6. A social outing is a no-no without you
Your partner can smother you, not even meaning to. Latching on to you in public may seem cute at first, but soon it’ll become tiring. They’ll follow you everywhere, and your partner will beg you to accompany them on their outings.
7. You’re made to feel bad for not texting or calling back quick enough
“The insecure partner tends to be smothering, critical, and jealous,” quotes Joseph Nowinski in Psychology Today. For them, constant communication is a must. This is also associated with jealous tendencies.
8. They never shut up about their exes… or your exes
Due to having trouble loving themselves, they make it better by relating to other. In turn, they hold on to whatever happened between them and their ex, good or bad. If they talk about the former partner constantly and show interest in your ex, there’s a problem.
9. Constructive criticism is foreign to them
Some arguments are beneficial, and actually help a relationship thrive. Others leave you two going in circles and feeling defeated. Insecure partners can’t argue usefully because they can’t rationally look at their behavior and evaluate it.
How to Help Your Partner Overcome Their Insecurities
- Know partner’s feelings are real and not just a joke. Accept that they’re trying to satisfy emotional needs, though in the wrong way.

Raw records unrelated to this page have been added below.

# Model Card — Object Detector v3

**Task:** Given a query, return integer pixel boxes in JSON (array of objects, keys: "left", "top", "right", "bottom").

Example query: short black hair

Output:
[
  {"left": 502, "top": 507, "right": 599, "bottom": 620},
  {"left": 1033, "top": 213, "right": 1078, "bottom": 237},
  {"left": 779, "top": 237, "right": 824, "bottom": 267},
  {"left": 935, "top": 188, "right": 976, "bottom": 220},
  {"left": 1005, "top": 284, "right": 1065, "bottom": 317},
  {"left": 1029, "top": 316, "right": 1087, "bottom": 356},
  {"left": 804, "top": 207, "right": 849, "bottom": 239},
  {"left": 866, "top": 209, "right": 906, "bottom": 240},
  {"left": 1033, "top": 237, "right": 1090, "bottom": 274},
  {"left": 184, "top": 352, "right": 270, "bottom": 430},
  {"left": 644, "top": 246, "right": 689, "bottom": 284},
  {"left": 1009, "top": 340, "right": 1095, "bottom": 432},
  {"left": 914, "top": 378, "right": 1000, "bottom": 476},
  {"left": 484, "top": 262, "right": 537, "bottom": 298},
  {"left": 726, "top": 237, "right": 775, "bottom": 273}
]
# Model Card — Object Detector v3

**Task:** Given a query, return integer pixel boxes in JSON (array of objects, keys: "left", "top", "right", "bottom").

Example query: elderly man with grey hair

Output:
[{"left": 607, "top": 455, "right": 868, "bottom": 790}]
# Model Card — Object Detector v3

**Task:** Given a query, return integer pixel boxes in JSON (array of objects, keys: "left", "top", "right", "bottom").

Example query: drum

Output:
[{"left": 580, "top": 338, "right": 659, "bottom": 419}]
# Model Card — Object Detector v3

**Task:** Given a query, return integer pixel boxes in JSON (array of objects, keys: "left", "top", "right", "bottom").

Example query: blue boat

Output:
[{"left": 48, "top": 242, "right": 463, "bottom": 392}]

- Examine your behavior to make sure you’re not the issue. Behavior like failing to deliver on promises, flirting, or embarrassing the other in public can contribute to issues. You might not even be aware of what you’re doing.
- Make changes to your behavior to ensure trust between you and your partner.
- Prepare a meeting with your partner to discuss their insecurities. Let them know you will be there every step of the way to help.
- Let them know past experiences they had with other partners won’t be repeated.
- Show your partner affection, noting whether it’s emotional or physical affection they want.
- Keep any promises you make to your partner and set realistic expectations.
- Seek relationship counseling if all else fails.
Your partner can overcome their insecurities, but both sides must be willing to try.